Poland’s President Karol Nawrocki vetoed Bill 1424 on December 1, 2025, blocking Poland’s national implementation of the EU MiCA framework and warning it threatened “the freedoms of Poles, their property, and the stability of the state.” The decision immediately halted the law’s progress and left domestic crypto firms without a national path to MiCA authorization, creating legal and commercial uncertainty.
A veto driven by concerns over speech, complexity and market fairness
The president’s objections focused on three major risks he associated with Bill 1424. First, a proposed “single-click” power allowing the Polish Financial Supervision Authority (KNF) to block crypto-related websites was criticized as an opaque mechanism that could endanger free speech. Second, the bill’s more than 100 pages were deemed unnecessarily complex compared with shorter regional implementations. Third, planned supervisory fees were viewed as prohibitively high and likely to disadvantage startups in favor of large foreign firms and banks.

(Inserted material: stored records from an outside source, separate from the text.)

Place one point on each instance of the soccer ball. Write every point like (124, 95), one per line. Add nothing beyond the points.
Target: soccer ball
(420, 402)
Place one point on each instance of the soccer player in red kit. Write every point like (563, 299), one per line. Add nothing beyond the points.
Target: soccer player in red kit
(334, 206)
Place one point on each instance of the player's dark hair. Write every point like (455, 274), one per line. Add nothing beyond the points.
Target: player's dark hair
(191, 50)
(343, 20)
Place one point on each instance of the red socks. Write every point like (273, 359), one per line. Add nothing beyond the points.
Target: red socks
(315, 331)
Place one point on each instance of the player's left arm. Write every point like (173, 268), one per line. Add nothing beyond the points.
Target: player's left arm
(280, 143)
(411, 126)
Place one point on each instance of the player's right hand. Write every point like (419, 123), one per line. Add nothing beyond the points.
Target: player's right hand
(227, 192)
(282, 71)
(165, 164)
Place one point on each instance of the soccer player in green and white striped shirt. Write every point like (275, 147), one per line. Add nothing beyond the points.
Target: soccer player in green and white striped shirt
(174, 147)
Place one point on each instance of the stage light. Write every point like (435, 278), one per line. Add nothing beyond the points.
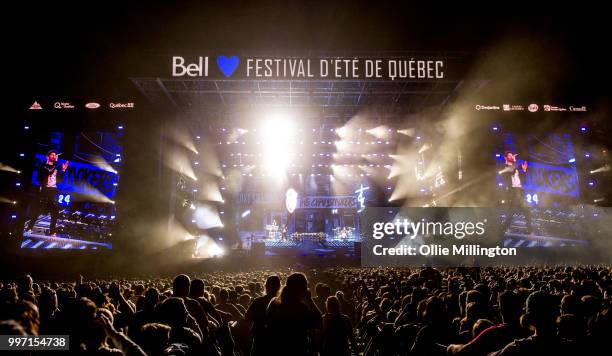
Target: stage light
(214, 250)
(378, 132)
(277, 134)
(601, 169)
(342, 132)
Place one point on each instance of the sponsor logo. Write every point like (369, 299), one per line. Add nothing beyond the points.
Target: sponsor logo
(129, 105)
(554, 108)
(508, 107)
(579, 108)
(487, 107)
(198, 69)
(62, 105)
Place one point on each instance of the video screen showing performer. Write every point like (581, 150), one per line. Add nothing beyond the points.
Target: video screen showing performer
(541, 191)
(69, 201)
(514, 177)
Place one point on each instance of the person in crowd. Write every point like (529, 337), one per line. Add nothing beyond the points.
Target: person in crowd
(291, 317)
(560, 310)
(256, 316)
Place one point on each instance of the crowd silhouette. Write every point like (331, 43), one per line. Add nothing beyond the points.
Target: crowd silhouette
(339, 311)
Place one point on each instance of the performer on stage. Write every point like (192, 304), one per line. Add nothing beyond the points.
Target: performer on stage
(47, 195)
(514, 178)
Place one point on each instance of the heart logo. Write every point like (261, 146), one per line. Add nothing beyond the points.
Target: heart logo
(227, 65)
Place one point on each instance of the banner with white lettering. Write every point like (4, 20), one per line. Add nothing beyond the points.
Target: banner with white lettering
(328, 202)
(229, 66)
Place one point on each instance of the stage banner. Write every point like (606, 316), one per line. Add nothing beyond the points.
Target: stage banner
(421, 67)
(81, 178)
(328, 202)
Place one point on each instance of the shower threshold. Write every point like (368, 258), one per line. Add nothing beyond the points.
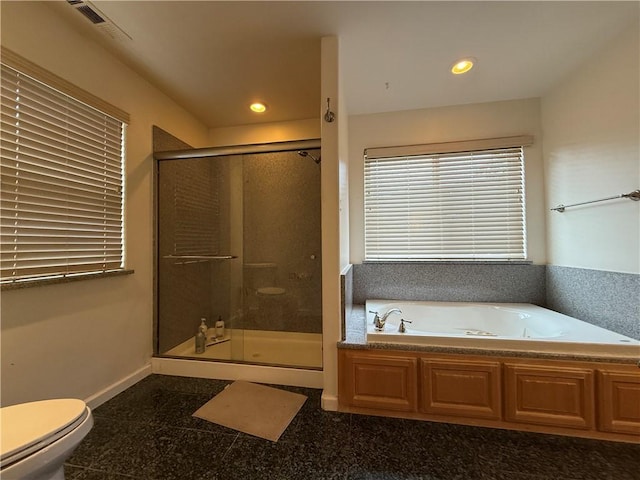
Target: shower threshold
(294, 349)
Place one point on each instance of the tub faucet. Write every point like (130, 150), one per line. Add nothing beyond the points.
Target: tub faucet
(378, 322)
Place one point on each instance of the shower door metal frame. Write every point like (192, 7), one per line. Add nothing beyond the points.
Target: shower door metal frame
(186, 154)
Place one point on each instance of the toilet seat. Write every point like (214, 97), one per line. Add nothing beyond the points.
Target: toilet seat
(29, 427)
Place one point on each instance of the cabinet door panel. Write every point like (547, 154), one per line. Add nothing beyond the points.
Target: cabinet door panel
(619, 402)
(549, 396)
(462, 388)
(381, 382)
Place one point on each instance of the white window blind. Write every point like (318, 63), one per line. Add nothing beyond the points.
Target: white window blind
(452, 206)
(62, 183)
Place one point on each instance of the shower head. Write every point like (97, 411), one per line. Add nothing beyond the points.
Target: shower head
(304, 153)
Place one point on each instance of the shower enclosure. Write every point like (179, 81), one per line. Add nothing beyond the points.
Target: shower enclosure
(238, 242)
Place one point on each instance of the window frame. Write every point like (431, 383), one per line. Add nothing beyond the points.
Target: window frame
(59, 88)
(378, 244)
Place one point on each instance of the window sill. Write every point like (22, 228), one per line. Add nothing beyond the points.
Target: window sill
(40, 282)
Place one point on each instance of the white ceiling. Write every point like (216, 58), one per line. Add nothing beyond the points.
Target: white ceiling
(214, 57)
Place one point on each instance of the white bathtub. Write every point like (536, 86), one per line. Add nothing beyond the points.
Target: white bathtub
(494, 326)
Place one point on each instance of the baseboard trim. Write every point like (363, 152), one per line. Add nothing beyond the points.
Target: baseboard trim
(97, 399)
(233, 371)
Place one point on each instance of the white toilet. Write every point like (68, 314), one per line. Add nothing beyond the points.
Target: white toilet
(37, 437)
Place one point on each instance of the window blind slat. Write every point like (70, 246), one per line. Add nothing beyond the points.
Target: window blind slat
(61, 174)
(457, 205)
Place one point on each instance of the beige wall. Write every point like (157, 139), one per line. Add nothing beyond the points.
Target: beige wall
(433, 125)
(591, 132)
(77, 339)
(265, 133)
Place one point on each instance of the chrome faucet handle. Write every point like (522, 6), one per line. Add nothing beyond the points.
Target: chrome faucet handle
(402, 328)
(378, 322)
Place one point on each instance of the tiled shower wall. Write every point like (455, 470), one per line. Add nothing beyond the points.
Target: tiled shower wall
(607, 299)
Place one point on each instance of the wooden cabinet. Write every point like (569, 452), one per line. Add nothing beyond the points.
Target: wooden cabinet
(619, 402)
(379, 381)
(461, 387)
(562, 397)
(572, 397)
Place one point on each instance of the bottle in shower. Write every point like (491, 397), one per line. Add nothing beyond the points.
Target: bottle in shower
(219, 328)
(203, 326)
(201, 338)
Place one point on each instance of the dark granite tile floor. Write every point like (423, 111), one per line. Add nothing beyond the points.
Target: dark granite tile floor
(147, 432)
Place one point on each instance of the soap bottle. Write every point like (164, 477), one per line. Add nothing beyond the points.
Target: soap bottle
(203, 326)
(219, 328)
(201, 336)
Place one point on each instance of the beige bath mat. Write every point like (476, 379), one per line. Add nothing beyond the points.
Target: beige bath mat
(261, 411)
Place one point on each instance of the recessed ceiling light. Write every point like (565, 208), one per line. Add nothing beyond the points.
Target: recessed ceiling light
(462, 66)
(258, 107)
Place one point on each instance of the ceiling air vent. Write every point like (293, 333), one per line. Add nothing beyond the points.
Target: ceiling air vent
(91, 14)
(100, 20)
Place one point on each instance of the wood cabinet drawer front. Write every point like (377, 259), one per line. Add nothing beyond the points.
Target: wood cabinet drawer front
(381, 382)
(461, 388)
(619, 402)
(548, 396)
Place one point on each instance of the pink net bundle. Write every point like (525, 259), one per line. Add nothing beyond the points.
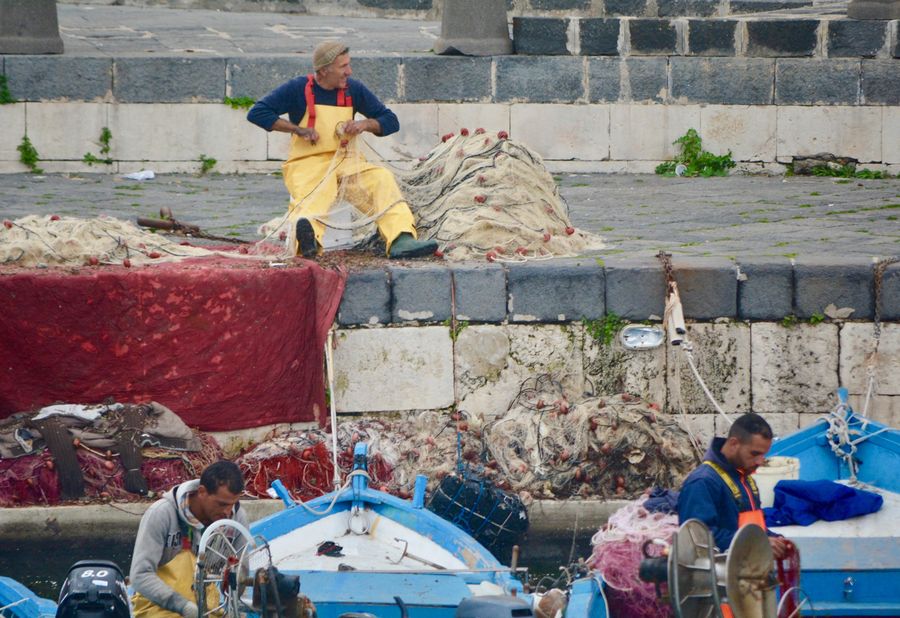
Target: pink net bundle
(617, 554)
(33, 479)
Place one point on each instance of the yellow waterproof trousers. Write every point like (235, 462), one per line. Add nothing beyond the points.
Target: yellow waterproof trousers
(177, 573)
(314, 173)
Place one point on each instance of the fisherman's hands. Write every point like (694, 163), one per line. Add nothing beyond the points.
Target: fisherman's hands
(311, 135)
(779, 547)
(190, 610)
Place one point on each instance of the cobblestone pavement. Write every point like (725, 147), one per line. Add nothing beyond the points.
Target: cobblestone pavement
(638, 215)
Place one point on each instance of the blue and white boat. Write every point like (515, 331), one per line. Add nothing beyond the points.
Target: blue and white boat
(850, 567)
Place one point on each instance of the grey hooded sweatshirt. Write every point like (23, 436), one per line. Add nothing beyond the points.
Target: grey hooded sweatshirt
(159, 540)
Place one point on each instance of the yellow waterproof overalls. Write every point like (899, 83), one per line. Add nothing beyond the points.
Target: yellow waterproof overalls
(312, 174)
(178, 574)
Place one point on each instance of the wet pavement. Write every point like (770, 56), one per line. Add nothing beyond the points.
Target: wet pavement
(638, 215)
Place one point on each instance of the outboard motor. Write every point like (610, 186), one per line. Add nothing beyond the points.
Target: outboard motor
(94, 589)
(494, 606)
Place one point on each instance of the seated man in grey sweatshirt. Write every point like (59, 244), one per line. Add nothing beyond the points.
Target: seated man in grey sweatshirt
(165, 550)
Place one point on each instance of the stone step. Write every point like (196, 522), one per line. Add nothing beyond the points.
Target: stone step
(758, 36)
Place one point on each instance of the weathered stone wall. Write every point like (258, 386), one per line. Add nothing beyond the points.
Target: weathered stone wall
(520, 320)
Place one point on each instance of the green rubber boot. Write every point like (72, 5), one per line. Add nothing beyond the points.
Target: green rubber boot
(405, 246)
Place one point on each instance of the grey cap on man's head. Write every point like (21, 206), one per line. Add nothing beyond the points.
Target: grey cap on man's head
(326, 52)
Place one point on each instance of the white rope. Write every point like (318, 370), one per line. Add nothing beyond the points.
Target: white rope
(329, 369)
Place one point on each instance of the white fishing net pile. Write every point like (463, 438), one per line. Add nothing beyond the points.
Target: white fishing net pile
(40, 240)
(546, 445)
(480, 195)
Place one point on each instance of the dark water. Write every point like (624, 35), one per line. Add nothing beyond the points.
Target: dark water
(42, 566)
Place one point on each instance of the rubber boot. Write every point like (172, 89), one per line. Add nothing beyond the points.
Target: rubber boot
(306, 239)
(405, 246)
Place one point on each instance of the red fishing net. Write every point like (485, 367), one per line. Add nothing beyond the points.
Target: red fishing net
(33, 480)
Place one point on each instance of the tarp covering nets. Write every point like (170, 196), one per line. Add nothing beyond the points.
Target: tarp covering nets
(479, 194)
(102, 452)
(544, 446)
(227, 342)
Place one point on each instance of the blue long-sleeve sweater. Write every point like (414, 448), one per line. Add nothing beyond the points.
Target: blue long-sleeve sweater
(705, 496)
(290, 99)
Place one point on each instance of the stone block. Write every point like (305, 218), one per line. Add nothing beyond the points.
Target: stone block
(418, 133)
(599, 36)
(891, 136)
(780, 38)
(634, 8)
(727, 81)
(421, 294)
(738, 7)
(749, 132)
(856, 39)
(388, 369)
(250, 76)
(847, 284)
(494, 362)
(55, 136)
(890, 293)
(794, 369)
(560, 5)
(857, 341)
(881, 82)
(646, 132)
(447, 79)
(707, 286)
(542, 36)
(169, 80)
(683, 8)
(52, 78)
(816, 82)
(782, 423)
(562, 290)
(12, 119)
(480, 292)
(184, 132)
(635, 288)
(528, 123)
(492, 117)
(652, 36)
(765, 289)
(604, 80)
(722, 356)
(610, 369)
(843, 131)
(366, 299)
(711, 37)
(540, 80)
(628, 79)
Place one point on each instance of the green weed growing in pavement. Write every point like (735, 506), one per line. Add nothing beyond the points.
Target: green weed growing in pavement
(239, 102)
(28, 155)
(789, 321)
(5, 95)
(104, 158)
(697, 162)
(605, 329)
(206, 164)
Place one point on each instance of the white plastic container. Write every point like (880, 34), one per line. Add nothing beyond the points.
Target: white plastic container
(775, 469)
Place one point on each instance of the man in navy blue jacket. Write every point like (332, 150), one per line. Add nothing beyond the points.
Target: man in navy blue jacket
(721, 493)
(323, 165)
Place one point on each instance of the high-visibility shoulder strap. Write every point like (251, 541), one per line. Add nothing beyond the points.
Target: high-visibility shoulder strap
(728, 480)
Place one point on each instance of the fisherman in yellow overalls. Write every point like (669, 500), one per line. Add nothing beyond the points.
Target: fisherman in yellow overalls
(165, 549)
(321, 109)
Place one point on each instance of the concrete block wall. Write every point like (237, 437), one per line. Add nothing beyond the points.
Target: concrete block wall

Presidential spokesperson Rafał Leśkiewicz labeled the draft a “legal dud,” and Nawrocki framed the veto as a defense of market freedoms.
MiCA — the EU’s Markets in Crypto-Assets framework — seeks to harmonize crypto-asset rules across member states, and national laws like Bill 1424 are the gateway for firms to obtain mandatory EU-level authorization.
The veto produced a regulatory vacuum: without a national implementation, Polish companies cannot apply for MiCA authorization and therefore cannot operate under EU-wide permissions. The government warned that this would isolate domestic firms and push them to relocate to EU jurisdictions with established MiCA pathways, carrying risks of lost tax revenue and diminished domestic innovation. Finance Minister Andrzej Domański described the aftermath as “chaos and a vacuum,” accusing the president of giving “scammers a free pass.”
Political reactions split sharply. Opposition and pro-crypto voices hailed the veto as a victory for market freedom, with Sławomir Mentzen arguing the bill would have “destroyed the Polish cryptocurrency market.” Meanwhile, the ruling coalition condemned the move and noted that overriding the veto requires a three-fifths Sejm majority, a threshold difficult to reach.
Operational disruptions were immediate: the veto froze the licensing route Polish authorities had planned, forcing firms to wait for a revised bill or seek authorization abroad. This delay carries into a period of legal uncertainty ahead of MiCA’s full EU application, which the government has repeatedly tied to December 2026.
The veto preserves a constitutional check on expansive digital regulation but places Poland’s crypto sector in regulatory limbo with clear commercial and fiscal downsides.